O Departamento de Justiça iniciou uma investigação a pedido de Trump para examinar a relação de Epstein com figuras proeminentes do Partido Democrata - incluindo o ex-presidente Bill Clinton, o ex-secretário do Tesouro Larry Summers, o grande doador democrata Reid Hoffman e o JPMorgan - essa investigação pode complicar o trabalho de divulgação dos documentos.

O caso Epstein há muito atrai a atenção dos aliados de Trump, que fomentam teorias da conspiração sobre a morte de Epstein e suas relações interpessoais, incluindo questionar a natureza e o passado da relação do presidente com o falecido financista.

Embora Trump tenha prometido divulgar os documentos de Epstein durante sua campanha de 2024, o Departamento de Justiça e o FBI anunciaram em julho que nenhum novo registro seria publicado entre os 300 GB de dados que compõem esses arquivos.
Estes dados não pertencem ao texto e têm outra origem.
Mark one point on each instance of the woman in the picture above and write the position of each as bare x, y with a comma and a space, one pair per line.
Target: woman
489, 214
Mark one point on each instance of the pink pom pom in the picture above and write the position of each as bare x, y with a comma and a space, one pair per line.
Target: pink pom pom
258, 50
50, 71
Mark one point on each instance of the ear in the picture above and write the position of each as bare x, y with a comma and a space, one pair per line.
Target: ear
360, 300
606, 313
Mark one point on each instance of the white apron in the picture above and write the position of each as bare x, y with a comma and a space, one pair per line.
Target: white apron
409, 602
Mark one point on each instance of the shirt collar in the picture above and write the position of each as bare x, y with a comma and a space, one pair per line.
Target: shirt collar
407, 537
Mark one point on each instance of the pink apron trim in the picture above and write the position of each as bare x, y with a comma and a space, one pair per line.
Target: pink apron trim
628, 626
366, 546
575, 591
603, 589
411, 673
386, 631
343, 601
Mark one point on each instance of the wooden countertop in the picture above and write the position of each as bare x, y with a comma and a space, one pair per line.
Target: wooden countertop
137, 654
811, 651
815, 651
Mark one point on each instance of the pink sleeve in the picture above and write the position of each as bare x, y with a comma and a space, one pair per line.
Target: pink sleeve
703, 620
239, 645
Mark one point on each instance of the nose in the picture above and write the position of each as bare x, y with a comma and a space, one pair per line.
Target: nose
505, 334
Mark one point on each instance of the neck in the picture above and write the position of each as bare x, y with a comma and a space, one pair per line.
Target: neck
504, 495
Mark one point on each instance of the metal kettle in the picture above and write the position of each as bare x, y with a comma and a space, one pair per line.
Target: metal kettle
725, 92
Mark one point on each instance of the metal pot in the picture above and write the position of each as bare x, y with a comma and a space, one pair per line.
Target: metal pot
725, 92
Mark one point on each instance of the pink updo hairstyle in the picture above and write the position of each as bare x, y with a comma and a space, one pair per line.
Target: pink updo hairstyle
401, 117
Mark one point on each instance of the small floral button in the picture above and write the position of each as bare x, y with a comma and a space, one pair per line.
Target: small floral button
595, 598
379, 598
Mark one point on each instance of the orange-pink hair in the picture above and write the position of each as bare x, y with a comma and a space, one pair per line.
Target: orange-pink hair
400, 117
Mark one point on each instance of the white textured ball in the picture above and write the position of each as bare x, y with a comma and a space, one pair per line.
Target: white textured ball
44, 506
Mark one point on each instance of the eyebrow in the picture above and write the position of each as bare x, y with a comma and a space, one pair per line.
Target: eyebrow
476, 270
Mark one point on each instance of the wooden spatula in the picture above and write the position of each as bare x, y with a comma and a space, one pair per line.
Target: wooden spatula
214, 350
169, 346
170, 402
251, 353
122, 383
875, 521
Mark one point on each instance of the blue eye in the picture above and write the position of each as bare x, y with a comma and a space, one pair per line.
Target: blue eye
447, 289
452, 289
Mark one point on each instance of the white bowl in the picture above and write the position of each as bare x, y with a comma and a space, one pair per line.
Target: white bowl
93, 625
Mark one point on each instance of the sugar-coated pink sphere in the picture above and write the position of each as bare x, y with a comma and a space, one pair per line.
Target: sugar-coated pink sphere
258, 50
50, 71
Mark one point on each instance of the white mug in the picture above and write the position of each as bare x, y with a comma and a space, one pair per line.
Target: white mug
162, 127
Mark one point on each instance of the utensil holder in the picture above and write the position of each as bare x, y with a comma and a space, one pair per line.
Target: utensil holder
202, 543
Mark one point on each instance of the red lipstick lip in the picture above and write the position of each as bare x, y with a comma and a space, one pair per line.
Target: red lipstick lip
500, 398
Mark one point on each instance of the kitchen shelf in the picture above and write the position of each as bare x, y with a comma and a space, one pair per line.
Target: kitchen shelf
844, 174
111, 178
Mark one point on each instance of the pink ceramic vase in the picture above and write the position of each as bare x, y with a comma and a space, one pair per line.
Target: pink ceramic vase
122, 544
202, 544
A procuradora-geral Pam Bondi afirmou este ano que não havia evidências para sustentar acusações criminais adicionais contra qualquer pessoa além de Epstein.

Isso provocou uma reação do eleitorado base de Trump - ele tentou abafar a tempestade afirmando sem provas que "os documentos de Epstein são uma farsa dos democratas para desviar a atenção".

Trump fez uma surpreendente mudança no último domingo, dizendo que os republicanos deveriam votar para exigir que o Departamento de Justiça divulgasse os documentos, e afirmou que "não temos nada a esconder, é hora de virar a página".

Bondi disse na quarta-feira que o Departamento de Justiça "cumprirá a lei enquanto proporciona a máxima transparência e protege as vítimas". Quando questionada sobre a razão da mudança, ela afirmou que "novas informações surgiram".

Clinton já negou ter conhecimento dos crimes de Epstein. O professor Larry Summers de Harvard expressou arrependimento por sua relação com o infame financista e disse que deixaria os cargos públicos - um porta-voz da Bloomberg News confirmou que isso inclui seu papel como comentarista pago da Bloomberg Television.

O JPMorgan chegou a vários acordos relacionados à sua associação com este criminoso sexual.